AB-BLAST 与 WU-BLAST的不同点
Apart from bug fixes, the most outward differences in usage and appearance of AB-BLAST and WU-BLAST include:
- The default scoring system for AB-BLASTN is match/mismatch scores M=+1 N=−3 with gap penalties Q=7 R=2; whereas WU-BLASTN uses M=+5 N=−4 with gap penalties Q=10 R=10 by default.
- In all search modes, the default value for the gapped alignment drop-off score gapX is ≈50% higher for AB-BLAST, which will tend to make the AB-BLAST search programs slightly more sensitive and just slightly slower.
- AB-BLAST supports an expanded amino acid alphabet, compared to the amino acid alphabet used by WU-BLAST. Programs in the WU-BLAST package are consequently unable to search or modify protein sequence databases that were created or modified by AB-xdformat. Once a protein sequence database created with WU-xdformat has been modified by AB-xdformat, it can no longer be searched or modified by any of the WU-BLAST programs. Databases created by WU-xdformat can be searched and modified by the AB-BLAST programs. At least for the time being, the AB-BLAST search programs can also search virtual databases that are a combination of databases created with WU-xdformat and AB-xdformat.
No difference currently exists between the nucleotide alphabets used by AB-BLAST and WU-BLAST or the ability of programs in either package to search/modify nucleotide sequence databases created/modified by programs in the other package. - The bundled BLOSUM30 and BLOSUM35 scoring matrices have been re-scaled to provide better precision.
- The bundled amino acid scoring matrices — and the matrices output by the pam program — now contain a J row and a J column. These matrices are incompatible with WU-BLAST, which does not support the letter J and will report a FATAL error when reading the files.
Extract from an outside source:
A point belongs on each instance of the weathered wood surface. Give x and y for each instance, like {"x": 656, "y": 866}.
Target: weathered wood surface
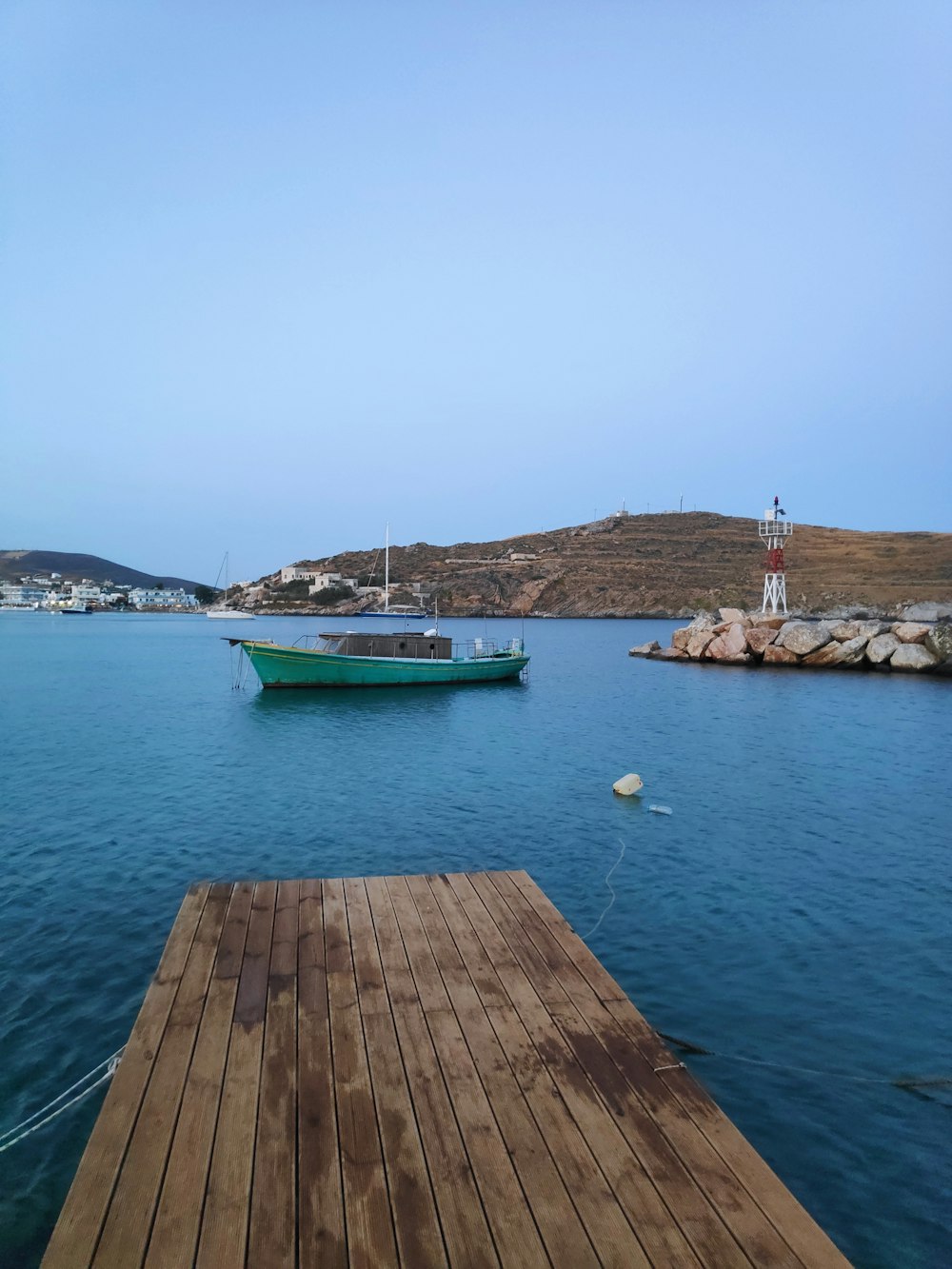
{"x": 409, "y": 1071}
The AB-BLAST amino acid scoring matrices are slightly different from the matrices distributed by the NCBI, which also indicate scores for the letter J, but at the time of this writing the NCBI matrices are cross-compatible with AB-BLAST.
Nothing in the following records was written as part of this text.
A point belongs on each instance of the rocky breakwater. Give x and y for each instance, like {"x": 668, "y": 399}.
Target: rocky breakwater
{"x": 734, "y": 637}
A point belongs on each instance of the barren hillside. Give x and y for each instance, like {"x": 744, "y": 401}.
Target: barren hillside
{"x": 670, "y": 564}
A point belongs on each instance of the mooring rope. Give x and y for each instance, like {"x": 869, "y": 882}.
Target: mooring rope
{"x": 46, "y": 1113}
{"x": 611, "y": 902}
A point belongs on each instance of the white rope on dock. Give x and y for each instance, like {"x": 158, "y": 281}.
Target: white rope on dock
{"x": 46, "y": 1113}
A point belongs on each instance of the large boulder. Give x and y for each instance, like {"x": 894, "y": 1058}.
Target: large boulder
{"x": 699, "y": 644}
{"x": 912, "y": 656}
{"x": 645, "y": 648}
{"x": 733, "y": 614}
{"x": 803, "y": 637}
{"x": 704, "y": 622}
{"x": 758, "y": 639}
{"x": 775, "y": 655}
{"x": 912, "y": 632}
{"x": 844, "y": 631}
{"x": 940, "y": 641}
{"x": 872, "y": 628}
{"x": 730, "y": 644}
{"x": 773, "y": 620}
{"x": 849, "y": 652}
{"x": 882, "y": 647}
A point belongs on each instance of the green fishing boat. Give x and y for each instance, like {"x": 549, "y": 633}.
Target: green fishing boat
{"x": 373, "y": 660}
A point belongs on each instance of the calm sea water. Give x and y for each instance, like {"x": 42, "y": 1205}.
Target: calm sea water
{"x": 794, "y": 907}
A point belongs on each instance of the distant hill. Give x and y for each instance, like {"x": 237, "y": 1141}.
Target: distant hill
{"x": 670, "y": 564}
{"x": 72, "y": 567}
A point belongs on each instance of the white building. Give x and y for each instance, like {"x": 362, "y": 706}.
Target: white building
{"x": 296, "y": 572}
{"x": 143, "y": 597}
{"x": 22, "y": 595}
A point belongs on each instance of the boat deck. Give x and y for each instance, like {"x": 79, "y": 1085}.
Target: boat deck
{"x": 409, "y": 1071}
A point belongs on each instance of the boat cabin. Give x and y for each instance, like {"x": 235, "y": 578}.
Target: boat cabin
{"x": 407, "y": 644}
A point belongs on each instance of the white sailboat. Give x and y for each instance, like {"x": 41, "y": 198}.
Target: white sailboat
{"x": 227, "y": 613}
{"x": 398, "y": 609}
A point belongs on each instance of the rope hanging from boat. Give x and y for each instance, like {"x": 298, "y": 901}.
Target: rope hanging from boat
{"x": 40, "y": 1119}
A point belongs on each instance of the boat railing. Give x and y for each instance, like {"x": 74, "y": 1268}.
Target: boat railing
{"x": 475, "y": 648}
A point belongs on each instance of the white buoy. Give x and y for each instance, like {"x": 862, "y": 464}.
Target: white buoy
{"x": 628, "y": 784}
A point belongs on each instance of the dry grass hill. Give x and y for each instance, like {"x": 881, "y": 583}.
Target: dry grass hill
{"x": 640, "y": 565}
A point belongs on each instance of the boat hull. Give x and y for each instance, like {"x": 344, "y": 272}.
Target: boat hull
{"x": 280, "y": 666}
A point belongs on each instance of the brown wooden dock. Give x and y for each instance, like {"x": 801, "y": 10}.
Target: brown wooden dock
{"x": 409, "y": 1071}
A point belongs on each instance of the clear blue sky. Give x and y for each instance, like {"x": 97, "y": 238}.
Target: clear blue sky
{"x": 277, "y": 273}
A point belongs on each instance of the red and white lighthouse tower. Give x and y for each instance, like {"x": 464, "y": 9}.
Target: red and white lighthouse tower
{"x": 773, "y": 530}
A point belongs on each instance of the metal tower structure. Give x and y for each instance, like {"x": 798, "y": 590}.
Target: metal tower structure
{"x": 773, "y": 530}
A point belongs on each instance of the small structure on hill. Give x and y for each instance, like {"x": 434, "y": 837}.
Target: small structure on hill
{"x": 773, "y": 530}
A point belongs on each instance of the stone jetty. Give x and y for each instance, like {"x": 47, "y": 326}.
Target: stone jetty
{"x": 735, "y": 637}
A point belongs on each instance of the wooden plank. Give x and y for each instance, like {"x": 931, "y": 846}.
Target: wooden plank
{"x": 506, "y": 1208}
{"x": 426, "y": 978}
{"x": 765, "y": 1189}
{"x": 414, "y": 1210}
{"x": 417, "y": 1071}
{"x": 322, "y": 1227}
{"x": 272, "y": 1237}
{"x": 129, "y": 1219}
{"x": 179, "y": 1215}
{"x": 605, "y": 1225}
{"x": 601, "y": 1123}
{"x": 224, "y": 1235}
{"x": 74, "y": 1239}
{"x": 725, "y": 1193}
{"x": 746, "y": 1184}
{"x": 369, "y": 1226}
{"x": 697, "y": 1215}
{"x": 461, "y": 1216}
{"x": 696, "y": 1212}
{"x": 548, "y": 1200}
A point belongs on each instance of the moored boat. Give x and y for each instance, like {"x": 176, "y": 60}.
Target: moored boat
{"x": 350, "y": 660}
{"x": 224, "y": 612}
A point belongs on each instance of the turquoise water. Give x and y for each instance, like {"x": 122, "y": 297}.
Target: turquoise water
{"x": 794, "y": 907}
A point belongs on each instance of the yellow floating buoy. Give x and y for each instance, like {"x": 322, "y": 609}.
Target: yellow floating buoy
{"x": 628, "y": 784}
- AB-BLAST supports the amino acid letter code O (“oh”) normally used to represent Pyrrolysine (Pyl), whereas WU-BLAST does not. The letter O may appear in query sequences, database sequences, scoring matrix files and with command line parameters such as the altscore option, but the scoring matrices bundled with AB-BLAST do not actually utilize this letter. The default score for aligning any other letter with O is the same score as for aligning with X, whereas the O self-alignment score defaults to zero (0).
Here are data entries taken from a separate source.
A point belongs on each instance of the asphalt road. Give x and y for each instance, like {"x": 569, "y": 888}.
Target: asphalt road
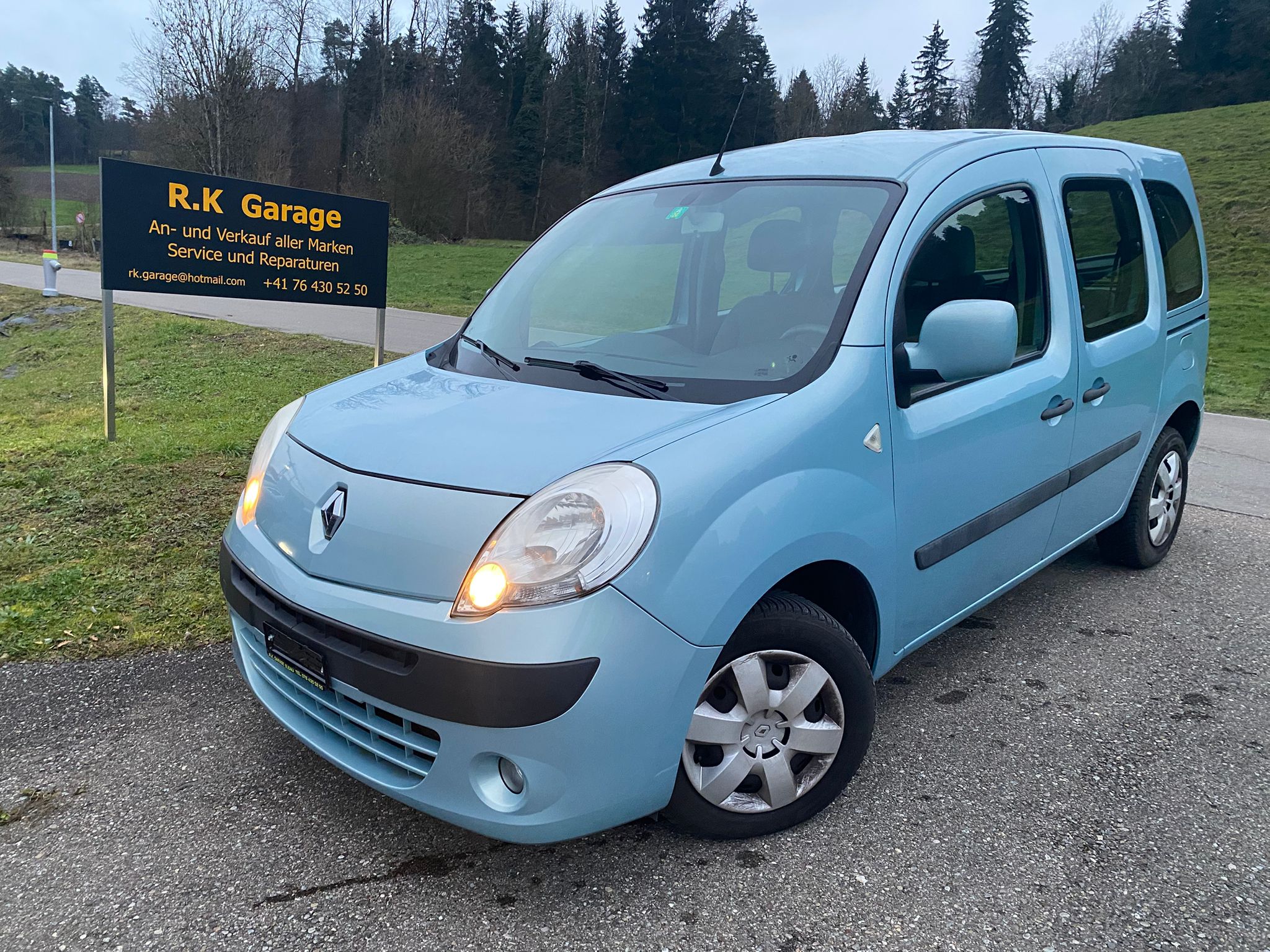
{"x": 406, "y": 332}
{"x": 1081, "y": 764}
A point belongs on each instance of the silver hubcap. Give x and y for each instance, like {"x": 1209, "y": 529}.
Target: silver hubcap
{"x": 765, "y": 731}
{"x": 1166, "y": 498}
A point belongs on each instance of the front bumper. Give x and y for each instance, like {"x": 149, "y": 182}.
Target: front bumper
{"x": 590, "y": 699}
- The AB-BLAST 3.0 search programs support a new compat2.0 option to obtain roughly equivalent parameter settings to those used by WU-BLAST 2.0.
- The analog to wu-blastall is named ab-blastall.
- The analog to wu-formatdb is named ab-formatdb.
- AB-BLAST programs preferentially use settings of the new environment variables ABBLASTMAT, ABBLASTDB and ABBLASTFILTER. See the section on Environment Variables for important details. When upgrading from WU-BLAST to AB-BLAST, due to the support for the letter J in AB-BLAST, it is important to ensure that the AB-BLAST search programs use the bundled scoring matrices rather than the old matrices that were distributed with WU-BLAST, because of the latter matrices’ lack of support for the letter J.
- The maximum allowable value for the dbslice parameter has been increased.
- The sp2fasta program parses input more reliably.
- Each release of AB-BLAST is generally distributed in 3 “Editions” — Personal, Standard and Enterprise — which differ from each other in the degree of parallelism they support, whereas WU-BLAST was distributed in a single version.
- The first few lines of output, including the program declaration line and copyright notice, are different. See Citing BLAST for examples of the program declaration line from AB-BLAST.
- Programs in the AB-BLAST package that use the UNIX standard getopt() function to parse the command line will now uniformly across all computing platforms produce “POSIXLY_CORRECT” behavior. (N.B. The BLAST search programs do not use getopt(), but most other programs in the package, including xdformat and xdget, do). This means some command lines that are acceptable to WU-BLAST on some computing platforms (usually Linux) may be rejected by AB-BLAST and need to be restructured. This can happen if all parameters and flags are not specified before (to the left of) the required command line arguments.
- Better thread management under energy conservation conditions.
- Better memory management under Mac OS X.